Carta às esquerdas
Boaventura de Sousa Santos
Não ponho em causa que haja um futuro para as esquerdas mas o seu futuro não vai ser uma continuação linear do seu passado. Definir o que têm em comum equivale a responder à pergunta: o que é a esquerda? A esquerda é um conjunto de posições políticas que partilham o ideal de que os humanos têm todos o mesmo valor, e são o valor mais alto. Esse ideal é posto em causa sempre que há relações sociais de poder desigual, isto é, de dominação. Neste caso, alguns indivíduos ou grupos satisfazem algumas das suas necessidades, transformando outros indivíduos ou grupos em meios para os seus fins. O capitalismo não é a única fonte de dominação mas é uma fonte importante.
Os diferentes entendimentos deste ideal levaram a diferentes clivagens. As principais resultaram de respostas opostas às seguintes perguntas. Poderá o capitalismo ser reformado de modo a melhorar a sorte dos dominados, ou tal só é possível para além do capitalismo? A luta social deve ser conduzida por uma classe (a classe operária) ou por diferentes classes ou grupos sociais? Deve ser conduzida dentro das instituições democráticas ou fora delas? O Estado é, ele próprio, uma relação de dominação, ou pode ser mobilizado para combater as relações de dominação?

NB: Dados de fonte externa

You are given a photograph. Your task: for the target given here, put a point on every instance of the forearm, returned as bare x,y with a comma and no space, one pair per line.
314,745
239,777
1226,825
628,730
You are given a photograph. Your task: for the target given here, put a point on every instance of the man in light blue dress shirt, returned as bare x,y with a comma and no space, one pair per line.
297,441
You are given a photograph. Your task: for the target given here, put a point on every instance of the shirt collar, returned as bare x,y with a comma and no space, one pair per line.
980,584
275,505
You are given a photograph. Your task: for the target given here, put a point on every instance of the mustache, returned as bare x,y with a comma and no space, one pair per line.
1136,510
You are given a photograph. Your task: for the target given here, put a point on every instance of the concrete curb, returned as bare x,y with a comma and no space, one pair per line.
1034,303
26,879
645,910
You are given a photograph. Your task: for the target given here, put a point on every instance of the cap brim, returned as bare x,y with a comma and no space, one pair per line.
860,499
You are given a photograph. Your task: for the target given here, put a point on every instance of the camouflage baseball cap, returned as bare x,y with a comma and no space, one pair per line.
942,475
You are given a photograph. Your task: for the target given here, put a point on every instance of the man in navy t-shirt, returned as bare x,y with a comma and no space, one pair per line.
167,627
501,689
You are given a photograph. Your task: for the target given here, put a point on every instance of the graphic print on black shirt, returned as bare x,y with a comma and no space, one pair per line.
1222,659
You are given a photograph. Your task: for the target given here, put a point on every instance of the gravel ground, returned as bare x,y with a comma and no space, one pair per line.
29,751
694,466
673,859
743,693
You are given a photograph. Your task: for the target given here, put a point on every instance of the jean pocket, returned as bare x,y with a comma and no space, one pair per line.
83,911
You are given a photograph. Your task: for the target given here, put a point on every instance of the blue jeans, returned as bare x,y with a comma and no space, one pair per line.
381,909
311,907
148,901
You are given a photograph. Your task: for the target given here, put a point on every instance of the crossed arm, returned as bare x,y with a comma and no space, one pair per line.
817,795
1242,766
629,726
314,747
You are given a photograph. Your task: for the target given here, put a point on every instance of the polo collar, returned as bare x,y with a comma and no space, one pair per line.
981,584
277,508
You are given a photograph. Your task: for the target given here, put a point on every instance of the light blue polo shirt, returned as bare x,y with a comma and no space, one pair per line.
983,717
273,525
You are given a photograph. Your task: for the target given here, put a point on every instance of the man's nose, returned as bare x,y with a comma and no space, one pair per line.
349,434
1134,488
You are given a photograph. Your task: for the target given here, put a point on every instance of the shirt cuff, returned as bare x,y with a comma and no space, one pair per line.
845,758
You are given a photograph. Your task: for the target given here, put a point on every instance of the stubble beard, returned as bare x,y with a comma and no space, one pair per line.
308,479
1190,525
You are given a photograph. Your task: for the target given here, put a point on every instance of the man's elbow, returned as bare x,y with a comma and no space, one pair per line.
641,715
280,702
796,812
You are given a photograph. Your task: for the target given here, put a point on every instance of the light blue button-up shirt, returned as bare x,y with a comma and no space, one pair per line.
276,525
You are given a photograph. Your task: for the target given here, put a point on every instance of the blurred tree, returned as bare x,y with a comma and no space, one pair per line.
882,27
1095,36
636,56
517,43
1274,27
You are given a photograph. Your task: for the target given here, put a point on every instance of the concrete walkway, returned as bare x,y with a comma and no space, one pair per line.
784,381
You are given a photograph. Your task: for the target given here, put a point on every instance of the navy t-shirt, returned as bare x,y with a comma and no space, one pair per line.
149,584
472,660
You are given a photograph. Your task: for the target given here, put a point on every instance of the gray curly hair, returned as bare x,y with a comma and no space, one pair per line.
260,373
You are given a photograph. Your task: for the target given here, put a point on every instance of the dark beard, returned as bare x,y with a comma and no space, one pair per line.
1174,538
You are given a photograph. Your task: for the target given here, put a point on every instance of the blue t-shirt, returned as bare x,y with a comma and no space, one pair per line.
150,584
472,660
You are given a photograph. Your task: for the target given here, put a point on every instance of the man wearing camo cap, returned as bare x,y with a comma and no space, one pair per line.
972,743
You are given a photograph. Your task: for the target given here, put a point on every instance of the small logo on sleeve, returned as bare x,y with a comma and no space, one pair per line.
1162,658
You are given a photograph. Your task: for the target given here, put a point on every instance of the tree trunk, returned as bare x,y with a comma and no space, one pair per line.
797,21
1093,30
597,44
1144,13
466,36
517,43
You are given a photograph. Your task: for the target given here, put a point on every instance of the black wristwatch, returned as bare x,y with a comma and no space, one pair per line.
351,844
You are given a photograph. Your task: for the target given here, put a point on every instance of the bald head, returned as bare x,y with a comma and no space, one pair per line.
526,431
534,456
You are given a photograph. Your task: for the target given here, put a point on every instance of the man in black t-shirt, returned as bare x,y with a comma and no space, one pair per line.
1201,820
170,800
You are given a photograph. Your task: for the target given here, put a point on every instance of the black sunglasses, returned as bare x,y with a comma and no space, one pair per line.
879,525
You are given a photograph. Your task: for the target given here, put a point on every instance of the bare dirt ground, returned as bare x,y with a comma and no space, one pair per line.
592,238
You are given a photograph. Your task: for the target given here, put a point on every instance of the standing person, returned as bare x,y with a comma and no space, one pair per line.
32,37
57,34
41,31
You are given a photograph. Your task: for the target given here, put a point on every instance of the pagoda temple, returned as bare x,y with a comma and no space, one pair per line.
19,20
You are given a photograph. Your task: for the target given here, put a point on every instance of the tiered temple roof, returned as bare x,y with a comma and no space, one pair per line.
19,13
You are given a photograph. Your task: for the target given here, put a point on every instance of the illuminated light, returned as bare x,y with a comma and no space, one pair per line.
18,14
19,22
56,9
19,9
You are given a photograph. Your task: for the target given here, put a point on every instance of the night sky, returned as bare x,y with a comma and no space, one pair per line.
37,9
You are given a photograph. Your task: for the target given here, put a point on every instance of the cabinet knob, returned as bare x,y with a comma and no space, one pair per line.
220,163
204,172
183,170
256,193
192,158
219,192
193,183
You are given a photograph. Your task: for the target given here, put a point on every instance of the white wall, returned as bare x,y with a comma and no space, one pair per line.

As respostas opostas as estas perguntas estiveram na origem de violentas clivagens. Em nome da esquerda cometeram-se atrocidades contra a esquerda; mas, no seu conjunto, as esquerdas dominaram o século XX (apesar do nazismo, do fascismo e do colonialismo) e o mundo tornou-se mais livre e mais igual graças a elas. Este curto século de todas as esquerdas terminou com a queda do Muro de Berlim. Os últimos trinta anos foram, por um lado, uma gestão de ruínas e de inércias e, por outro, a emergência de novas lutas contra a dominação, com outros atores e linguagens que as esquerdas não puderam entender.

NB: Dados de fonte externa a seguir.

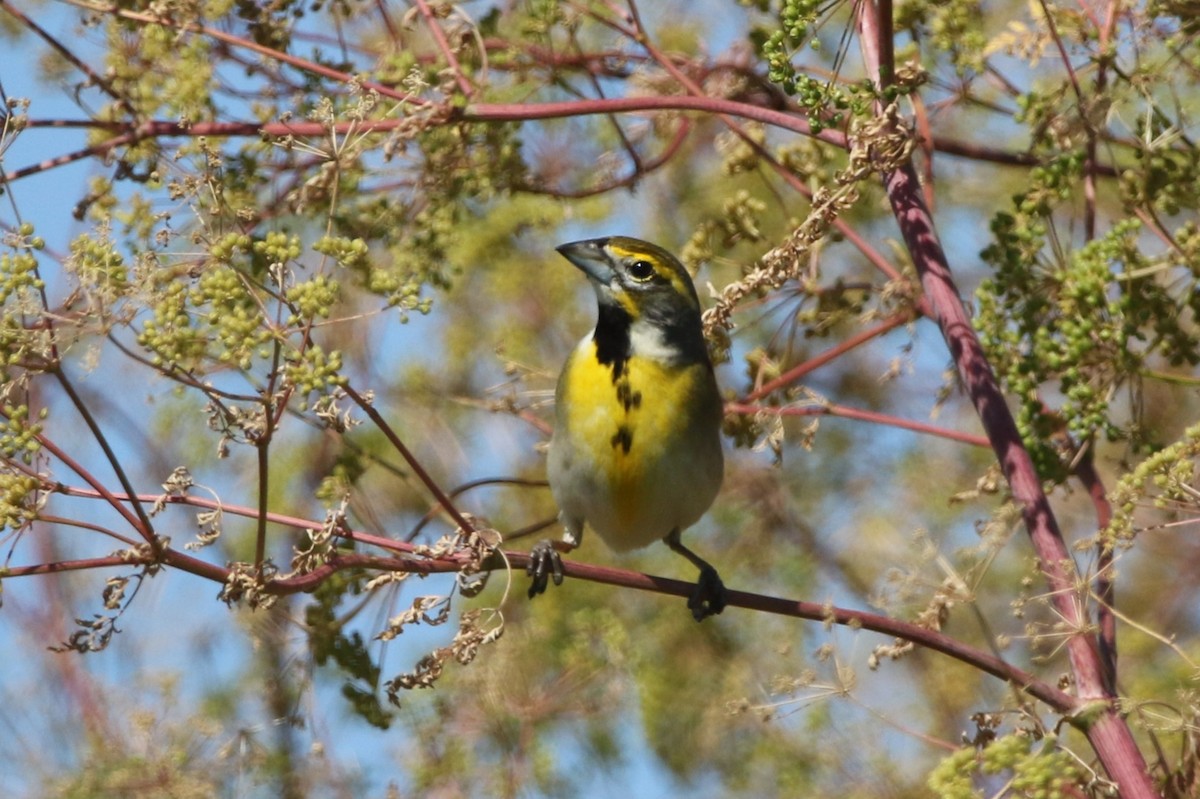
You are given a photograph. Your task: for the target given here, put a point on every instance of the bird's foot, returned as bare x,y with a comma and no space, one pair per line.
709,596
545,564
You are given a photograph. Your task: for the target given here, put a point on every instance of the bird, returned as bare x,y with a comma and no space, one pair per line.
636,449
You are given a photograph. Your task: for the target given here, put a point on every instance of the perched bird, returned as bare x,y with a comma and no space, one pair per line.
636,451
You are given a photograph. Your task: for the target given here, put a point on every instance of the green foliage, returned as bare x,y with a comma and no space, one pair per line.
273,187
1045,773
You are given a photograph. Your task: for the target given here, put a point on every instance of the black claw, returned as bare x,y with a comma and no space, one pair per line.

Entretanto, livre das esquerdas, o capitalismo voltou a mostrar a sua vocação anti-social. Voltou a ser urgente reconstruir as esquerdas para evitar a barbárie. Como recomeçar? Pela aceitação das seguintes ideias.
Primeiro, o mundo diversificou-se e a diversidade instalou-se no interior de cada país. A compreensão do mundo é muito mais ampla que a compreensão ocidental do mundo; não há internacionalismo sem interculturalismo. Segundo, o capitalismo concebe a democracia como um instrumento de acumulação; se for preciso, ele a reduz à irrelevância e, se encontrar outro instrumento mais eficiente, dispensa-a (o caso da China). A defesa da democracia de alta intensidade é a grande bandeira das esquerdas. Terceiro, o capitalismo é amoral e não entende o conceito de dignidade humana; a defesa desta é uma luta contra o capitalismo e nunca com o capitalismo (no capitalismo, mesmo as esmolas só existem como relações públicas).

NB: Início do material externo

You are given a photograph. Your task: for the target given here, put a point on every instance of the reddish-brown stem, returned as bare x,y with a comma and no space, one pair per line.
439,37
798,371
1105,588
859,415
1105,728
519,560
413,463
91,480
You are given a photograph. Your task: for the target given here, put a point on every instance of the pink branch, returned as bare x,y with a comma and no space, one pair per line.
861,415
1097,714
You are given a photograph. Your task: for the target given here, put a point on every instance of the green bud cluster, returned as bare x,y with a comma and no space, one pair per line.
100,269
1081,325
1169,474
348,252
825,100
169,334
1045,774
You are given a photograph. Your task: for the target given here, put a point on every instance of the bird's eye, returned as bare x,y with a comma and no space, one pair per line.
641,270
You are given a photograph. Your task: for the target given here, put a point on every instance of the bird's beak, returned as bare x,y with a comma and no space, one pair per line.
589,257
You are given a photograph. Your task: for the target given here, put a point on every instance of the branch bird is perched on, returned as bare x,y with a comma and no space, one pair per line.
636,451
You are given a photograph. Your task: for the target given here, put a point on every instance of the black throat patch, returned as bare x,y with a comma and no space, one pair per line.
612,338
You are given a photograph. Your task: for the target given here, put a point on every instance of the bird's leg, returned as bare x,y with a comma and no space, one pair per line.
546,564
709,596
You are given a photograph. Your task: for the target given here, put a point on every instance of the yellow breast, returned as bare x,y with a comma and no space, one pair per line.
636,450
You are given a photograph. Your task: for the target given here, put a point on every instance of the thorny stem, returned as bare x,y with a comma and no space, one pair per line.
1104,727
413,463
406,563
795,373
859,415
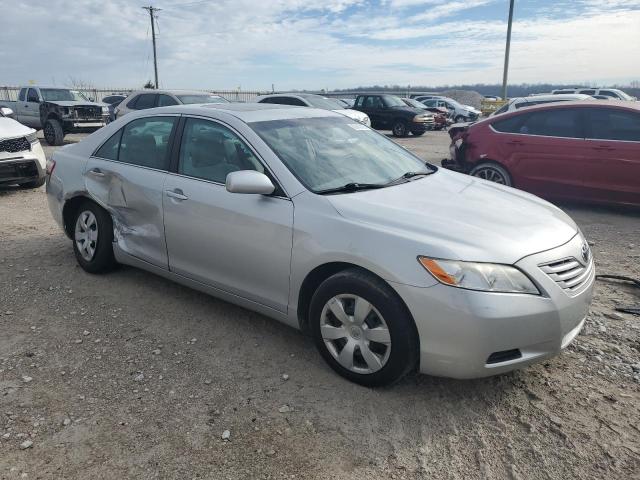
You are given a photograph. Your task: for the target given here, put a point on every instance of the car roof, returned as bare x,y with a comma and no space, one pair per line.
247,112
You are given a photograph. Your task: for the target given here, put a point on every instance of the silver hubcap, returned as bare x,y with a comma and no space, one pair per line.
490,174
355,334
86,234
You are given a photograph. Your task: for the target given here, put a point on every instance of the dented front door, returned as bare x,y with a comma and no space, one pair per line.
133,196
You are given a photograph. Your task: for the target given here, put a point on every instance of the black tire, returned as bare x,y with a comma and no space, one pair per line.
492,172
53,133
34,184
404,351
102,259
399,128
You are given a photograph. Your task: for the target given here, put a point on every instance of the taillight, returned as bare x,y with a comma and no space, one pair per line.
51,164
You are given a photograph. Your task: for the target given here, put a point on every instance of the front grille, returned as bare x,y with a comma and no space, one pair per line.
15,145
570,274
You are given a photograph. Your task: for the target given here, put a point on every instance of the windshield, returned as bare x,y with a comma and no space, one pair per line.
62,95
393,101
190,99
324,103
331,152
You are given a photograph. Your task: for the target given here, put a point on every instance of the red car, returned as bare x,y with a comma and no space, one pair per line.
586,150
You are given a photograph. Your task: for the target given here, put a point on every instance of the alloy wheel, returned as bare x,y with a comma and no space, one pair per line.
86,234
491,174
355,334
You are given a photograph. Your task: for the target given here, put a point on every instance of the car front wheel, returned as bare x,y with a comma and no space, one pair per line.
362,329
92,238
492,172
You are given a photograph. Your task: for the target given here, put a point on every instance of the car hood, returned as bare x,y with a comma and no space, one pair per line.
355,114
72,103
460,217
9,128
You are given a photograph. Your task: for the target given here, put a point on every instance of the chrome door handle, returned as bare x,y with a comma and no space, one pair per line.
177,194
96,172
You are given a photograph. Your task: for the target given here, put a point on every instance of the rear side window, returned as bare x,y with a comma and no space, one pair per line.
145,142
109,149
613,124
144,101
553,123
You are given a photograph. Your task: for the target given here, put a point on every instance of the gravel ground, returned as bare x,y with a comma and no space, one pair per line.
128,375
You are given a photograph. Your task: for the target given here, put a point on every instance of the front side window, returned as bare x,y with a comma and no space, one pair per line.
166,100
211,151
145,142
328,152
614,124
553,123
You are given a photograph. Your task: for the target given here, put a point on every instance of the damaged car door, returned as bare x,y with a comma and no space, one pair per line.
126,176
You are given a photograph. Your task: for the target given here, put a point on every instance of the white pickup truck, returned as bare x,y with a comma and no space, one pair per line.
57,111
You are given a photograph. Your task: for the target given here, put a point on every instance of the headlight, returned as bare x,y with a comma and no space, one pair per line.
487,277
32,137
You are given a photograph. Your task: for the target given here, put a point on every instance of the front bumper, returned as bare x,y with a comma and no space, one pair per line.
470,334
22,167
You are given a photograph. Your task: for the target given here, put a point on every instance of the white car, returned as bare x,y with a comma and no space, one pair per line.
522,102
315,101
22,160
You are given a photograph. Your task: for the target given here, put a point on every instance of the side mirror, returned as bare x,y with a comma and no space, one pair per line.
249,181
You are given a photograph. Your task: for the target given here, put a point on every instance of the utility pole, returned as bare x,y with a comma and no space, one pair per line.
151,9
506,53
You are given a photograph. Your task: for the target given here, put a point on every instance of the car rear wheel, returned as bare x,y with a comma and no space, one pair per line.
362,329
399,129
492,172
92,238
53,133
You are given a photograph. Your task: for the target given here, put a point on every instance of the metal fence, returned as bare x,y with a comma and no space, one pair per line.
11,93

Quarto, a experiência do mundo mostra que há imensas realidades não capitalistas, guiadas pela reciprocidade e pelo cooperativismo, à espera de serem valorizadas como o futuro dentro do presente. Quinto, o século passado revelou que a relação dos humanos com a natureza é uma relação de dominação contra a qual há que lutar; o crescimento econômico não é infinito. Sexto, a propriedade privada só é um bem social se for uma entre várias formas de propriedade e se todas forem protegidas; há bens comuns
da humanidade (como a água e o ar).
Sétimo, o curto século das esquerdas foi suficiente para criar um espírito igualitário entre os humanos que sobressai em todos os inquéritos; este é um patrimônio das esquerdas que estas têm vindo a dilapidar. Oitavo, o capitalismo precisa de outras formas de dominação para florescer, do racismo ao sexismo e à guerra e todas devem ser combatidas. Nono, o Estado é um animal estranho, meio anjo meio monstro, mas, sem ele, muitos outros monstros andariam à solta, insaciáveis à cata de anjos indefesos. Melhor Estado, sempre; menos Estado, nunca.
Com estas ideias, vão continuar a ser várias as esquerdas, mas já não é provável que se matem umas às outras e é possível que se unam para travar a barbárie que se aproxima.
Boaventura de Sousa Santos é sociólogo e professor catedrático da Faculdade de Economia da Universidade de Coimbra (Portugal).
Não ponho em causa que haja um futuro para as esquerdas mas o seu futuro não vai ser uma continuação linear do seu passado. Definir o que têm em comum equivale a responder à pergunta: o que é a esquerda? A esquerda é um conjunto de posições políticas que partilham o ideal de que os humanos têm todos o mesmo valor, e são o valor mais alto. Esse ideal é posto em causa sempre que há relações sociais de poder desigual, isto é, de dominação. Neste caso, alguns indivíduos ou grupos satisfazem algumas das suas necessidades, transformando outros indivíduos ou grupos em meios para os seus fins. O capitalismo não é a única fonte de dominação mas é uma fonte importante.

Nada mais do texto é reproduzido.